O que diria o CNPq de pesquisador que tivesse viagem patrocinada a um congresso científico e levasse junto, com dinheiro repassado pelo órgão e que porventura apresentasse saldo, mulher, namorada, amante, filho, genro, enteado, sogra? Começa que os cientistas normalmente apresentam conduta republicana. Mas se agissem pelo exemplo dos deputados, imediatamente sua prestação de contas seria impugnada pelo CNPq. Na verdade, é freqüente que pesquisadores tirem dinheiro do próprio bolso para financiar despesas de participação em congressos científicos. E olhe que não ir a eventos da ciência é ponto negativo para a carreira de um pesquisador, o qual deve falar o idioma – normalmente, inglês, mas que pode ser francês, espanhol, alemão – do evento. Sabe-se que não é comum entre deputados e senadores brasileiros o domínio de vários idiomas (às vezes, dominam mal o próprio idioma pátrio). Daí parecer ainda mais absurdo que tanta gente tenha viajado para – olhem os destinos – Paris, Nova York, Madri, Roma, Miami, Frankfurt. Em março de 2003, sentado ao meu lado na abertura de um seminário científico internacional na Fundação Joaquim Nabuco, o então prefeito João Paulo, do Recife (de quem não tenho aproximação), me disse que só iria viajar daí em diante a países que falassem português (esse intento, como se sabe, não foi levado a efeito). Sua justificativa: não se aproveita bem uma viagem quando não se conhece a língua do país visitado (ou outra que possa ser usada). Como já visitei 60 países, sei que o prefeito estava certo. No meu caso, sempre pude me comunicar em algum idioma do lugar onde estive. No Saara, francês e inglês; em Sri Lanka e na Malásia, inglês; na Suécia, inglês, etc. Os congressistas não têm obrigação de falar outras línguas, mas se querem tanto viajar para o exterior com dinheiro público, é necessário, ao menos, que consigam comunicar-se adequadamente aonde forem.

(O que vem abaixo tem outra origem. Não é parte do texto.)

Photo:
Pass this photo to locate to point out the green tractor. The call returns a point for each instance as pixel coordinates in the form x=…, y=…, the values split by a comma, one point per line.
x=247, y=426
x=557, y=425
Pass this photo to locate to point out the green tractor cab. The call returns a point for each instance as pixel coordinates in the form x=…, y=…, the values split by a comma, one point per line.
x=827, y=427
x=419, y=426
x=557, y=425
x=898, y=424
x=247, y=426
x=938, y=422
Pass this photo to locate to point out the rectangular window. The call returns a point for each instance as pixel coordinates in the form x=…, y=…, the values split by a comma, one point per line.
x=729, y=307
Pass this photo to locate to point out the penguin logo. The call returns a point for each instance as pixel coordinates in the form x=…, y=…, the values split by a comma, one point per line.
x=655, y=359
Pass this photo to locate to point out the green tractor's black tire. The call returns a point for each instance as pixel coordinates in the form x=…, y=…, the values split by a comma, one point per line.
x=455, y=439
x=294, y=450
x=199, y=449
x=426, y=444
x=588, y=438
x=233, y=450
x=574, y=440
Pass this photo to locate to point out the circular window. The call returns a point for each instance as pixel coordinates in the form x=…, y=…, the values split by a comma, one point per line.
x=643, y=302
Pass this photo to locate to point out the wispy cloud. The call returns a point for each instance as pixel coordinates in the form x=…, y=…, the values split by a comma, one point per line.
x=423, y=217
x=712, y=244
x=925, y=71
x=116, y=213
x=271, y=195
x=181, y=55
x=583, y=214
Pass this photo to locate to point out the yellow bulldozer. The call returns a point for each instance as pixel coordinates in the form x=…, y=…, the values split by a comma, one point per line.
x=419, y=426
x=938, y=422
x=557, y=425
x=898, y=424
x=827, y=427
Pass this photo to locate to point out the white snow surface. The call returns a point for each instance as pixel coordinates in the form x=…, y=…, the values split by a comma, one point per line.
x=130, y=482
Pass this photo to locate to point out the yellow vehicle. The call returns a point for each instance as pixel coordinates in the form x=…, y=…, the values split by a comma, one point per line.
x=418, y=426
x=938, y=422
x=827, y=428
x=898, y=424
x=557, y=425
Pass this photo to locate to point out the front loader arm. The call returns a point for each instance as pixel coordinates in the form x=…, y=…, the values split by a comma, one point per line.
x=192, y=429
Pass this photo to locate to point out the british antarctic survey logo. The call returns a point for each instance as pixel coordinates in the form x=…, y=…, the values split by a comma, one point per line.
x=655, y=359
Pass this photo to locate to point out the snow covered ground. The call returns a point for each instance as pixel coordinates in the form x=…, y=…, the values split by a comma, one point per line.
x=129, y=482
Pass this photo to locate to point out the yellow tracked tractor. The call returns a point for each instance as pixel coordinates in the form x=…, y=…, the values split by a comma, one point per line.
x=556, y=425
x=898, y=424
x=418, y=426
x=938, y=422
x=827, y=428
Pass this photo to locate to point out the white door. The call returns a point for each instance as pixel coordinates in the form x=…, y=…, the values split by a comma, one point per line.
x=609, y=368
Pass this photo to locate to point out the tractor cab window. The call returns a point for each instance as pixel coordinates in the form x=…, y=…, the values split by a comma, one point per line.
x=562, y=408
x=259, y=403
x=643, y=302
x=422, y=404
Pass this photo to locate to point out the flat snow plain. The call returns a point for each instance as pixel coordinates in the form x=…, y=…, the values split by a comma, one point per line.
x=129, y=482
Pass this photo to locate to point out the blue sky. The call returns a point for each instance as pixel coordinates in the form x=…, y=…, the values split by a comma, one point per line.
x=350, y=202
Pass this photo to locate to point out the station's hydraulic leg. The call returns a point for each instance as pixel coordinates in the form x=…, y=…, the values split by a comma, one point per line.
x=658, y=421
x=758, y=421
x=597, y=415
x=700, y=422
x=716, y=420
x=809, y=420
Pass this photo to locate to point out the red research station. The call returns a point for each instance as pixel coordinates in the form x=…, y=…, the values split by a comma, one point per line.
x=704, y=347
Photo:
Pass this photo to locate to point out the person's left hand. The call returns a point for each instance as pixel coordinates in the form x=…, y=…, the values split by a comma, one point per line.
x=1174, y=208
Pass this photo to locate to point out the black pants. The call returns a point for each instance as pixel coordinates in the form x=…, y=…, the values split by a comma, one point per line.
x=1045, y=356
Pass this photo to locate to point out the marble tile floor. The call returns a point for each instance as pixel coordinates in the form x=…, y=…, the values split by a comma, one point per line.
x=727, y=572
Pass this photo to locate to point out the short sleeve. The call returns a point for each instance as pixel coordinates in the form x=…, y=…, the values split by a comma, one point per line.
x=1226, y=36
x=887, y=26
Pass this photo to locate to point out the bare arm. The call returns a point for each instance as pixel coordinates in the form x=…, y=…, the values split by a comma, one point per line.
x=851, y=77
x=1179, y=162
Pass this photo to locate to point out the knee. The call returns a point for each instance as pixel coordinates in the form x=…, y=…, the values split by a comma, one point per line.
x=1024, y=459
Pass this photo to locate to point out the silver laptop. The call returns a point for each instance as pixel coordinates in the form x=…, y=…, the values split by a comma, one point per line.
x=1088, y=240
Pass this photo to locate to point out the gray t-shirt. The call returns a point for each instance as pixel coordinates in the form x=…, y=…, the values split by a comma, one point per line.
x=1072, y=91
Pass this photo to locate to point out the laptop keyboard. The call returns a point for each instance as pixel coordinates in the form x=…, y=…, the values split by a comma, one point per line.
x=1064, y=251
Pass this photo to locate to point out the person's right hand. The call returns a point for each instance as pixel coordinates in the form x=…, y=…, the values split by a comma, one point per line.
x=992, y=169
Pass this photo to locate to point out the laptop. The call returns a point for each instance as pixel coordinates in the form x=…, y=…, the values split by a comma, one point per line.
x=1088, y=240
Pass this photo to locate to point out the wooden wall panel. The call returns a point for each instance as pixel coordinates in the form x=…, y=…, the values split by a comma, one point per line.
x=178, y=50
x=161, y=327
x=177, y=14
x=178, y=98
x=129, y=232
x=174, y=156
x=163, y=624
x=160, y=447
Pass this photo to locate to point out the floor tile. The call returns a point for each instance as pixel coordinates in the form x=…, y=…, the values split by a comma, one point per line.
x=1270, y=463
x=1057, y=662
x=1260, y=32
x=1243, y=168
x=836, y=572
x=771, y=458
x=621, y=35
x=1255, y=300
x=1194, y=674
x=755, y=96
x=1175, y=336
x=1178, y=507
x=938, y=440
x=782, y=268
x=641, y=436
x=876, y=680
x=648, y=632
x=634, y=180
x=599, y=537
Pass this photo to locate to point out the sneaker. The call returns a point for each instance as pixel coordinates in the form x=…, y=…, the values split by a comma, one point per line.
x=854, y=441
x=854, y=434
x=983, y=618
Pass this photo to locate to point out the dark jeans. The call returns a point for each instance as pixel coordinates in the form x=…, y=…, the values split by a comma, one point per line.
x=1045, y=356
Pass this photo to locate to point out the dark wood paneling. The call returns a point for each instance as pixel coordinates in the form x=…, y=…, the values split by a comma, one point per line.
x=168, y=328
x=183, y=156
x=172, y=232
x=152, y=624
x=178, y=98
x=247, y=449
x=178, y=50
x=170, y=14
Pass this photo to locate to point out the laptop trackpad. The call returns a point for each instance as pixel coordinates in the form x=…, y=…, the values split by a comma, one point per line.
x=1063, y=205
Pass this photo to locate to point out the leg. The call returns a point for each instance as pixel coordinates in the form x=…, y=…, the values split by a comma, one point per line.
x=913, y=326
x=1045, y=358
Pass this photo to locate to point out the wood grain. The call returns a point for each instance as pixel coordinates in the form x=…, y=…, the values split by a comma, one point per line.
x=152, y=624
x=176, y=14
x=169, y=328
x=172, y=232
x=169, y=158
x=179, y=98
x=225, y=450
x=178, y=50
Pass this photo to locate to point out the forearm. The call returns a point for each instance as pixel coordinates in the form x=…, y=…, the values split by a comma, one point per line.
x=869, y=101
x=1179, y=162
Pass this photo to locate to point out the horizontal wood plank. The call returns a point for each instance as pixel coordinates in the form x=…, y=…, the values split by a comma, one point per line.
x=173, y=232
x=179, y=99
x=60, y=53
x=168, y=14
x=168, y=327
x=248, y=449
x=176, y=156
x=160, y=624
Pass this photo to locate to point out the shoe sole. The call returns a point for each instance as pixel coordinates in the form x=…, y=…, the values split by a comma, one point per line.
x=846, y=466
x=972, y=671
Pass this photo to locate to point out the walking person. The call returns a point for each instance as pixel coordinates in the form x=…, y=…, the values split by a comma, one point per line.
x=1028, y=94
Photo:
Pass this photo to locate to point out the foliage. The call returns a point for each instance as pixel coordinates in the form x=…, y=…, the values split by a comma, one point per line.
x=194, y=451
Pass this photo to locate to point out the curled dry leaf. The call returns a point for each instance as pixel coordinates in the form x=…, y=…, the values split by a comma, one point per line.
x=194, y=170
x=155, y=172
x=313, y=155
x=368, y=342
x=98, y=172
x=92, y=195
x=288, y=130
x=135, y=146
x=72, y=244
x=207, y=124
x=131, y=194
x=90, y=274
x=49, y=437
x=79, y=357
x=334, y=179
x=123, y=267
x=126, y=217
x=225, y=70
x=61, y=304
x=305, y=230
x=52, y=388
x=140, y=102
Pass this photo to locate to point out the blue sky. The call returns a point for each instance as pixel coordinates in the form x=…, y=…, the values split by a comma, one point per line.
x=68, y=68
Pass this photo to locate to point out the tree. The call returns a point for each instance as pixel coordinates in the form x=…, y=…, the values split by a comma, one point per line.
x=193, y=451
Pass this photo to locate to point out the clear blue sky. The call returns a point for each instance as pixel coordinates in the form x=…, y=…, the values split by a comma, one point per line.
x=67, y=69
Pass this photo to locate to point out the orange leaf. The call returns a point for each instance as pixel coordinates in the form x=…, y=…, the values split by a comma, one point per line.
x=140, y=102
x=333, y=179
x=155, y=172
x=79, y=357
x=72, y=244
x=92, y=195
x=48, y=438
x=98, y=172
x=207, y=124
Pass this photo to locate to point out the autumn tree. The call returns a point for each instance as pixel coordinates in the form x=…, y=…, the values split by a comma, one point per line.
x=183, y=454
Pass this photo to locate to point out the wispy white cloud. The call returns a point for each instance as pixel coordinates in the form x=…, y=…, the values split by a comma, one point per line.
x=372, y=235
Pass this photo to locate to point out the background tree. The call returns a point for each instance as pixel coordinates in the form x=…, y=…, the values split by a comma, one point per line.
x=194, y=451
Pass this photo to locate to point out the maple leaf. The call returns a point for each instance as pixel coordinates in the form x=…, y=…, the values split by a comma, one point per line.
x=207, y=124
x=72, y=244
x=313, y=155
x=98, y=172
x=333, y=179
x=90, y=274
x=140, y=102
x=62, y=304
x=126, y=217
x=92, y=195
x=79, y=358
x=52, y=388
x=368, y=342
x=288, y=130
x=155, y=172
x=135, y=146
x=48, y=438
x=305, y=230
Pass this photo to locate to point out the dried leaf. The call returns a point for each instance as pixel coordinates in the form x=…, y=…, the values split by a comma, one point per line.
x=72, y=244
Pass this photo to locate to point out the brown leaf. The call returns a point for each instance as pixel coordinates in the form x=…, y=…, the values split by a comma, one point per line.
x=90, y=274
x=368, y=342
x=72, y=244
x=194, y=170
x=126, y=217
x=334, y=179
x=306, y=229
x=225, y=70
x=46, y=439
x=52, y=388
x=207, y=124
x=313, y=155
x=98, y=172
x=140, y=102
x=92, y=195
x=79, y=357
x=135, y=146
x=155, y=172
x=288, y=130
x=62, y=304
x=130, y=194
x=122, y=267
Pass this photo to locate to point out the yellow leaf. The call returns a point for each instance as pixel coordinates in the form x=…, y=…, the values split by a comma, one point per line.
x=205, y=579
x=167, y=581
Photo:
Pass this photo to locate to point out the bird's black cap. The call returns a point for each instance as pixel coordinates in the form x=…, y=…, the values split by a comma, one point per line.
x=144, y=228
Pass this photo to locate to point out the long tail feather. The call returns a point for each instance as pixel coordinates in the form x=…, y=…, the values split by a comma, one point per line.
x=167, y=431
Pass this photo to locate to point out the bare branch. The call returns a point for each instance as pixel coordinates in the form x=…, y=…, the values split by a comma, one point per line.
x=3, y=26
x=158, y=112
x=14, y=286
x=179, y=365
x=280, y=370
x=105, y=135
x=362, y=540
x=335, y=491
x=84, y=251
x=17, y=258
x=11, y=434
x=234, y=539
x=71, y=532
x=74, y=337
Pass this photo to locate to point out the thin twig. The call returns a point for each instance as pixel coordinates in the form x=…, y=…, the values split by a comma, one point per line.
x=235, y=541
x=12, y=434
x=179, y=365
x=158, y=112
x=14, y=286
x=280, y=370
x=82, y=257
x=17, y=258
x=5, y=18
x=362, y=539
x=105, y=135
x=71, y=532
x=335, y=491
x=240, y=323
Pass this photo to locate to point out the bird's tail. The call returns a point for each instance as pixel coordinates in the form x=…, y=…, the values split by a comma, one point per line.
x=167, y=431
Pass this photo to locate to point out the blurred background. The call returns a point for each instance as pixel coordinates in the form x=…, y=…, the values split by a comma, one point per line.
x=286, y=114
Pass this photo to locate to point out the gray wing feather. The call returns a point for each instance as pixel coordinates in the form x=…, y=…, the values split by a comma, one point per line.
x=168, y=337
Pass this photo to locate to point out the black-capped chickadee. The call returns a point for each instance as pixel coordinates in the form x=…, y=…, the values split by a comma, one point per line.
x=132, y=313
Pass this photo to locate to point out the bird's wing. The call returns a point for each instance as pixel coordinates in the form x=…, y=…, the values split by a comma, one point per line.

Essa ressalva, evidentemente, não serve de razão, sequer do modo mais remoto, para o caso de familiares e amigos que os representantes eleitos da população mandassem para fora do país com fundos do Tesouro nacional. Tentar defender o desvio de conduta observado como se ele não fosse nada demais só contribui para a constatação da pobreza de republicanismo que existe na sociedade brasileira. Pior é ver que esse atributo se estende como um vírus potente na camada que mais deveria servir de paradigma do zelo, da austeridade, com que se precisa cuidar do patrimônio público no país. Na verdade, vivemos numa nação em que se visa à concentração da riqueza sem qualquer pudor. Em artigo que li há pouco sobre os extremos de riqueza no mundo, uma observação me chamou a atenção: “Você não vai querer sair por aí numa Mercedes reluzente se seu vizinho está sofrendo”. Neste ponto, evidentemente, a questão recai no campo da ética, o qual, também, tal como o republicanismo, está em falta no Brasil.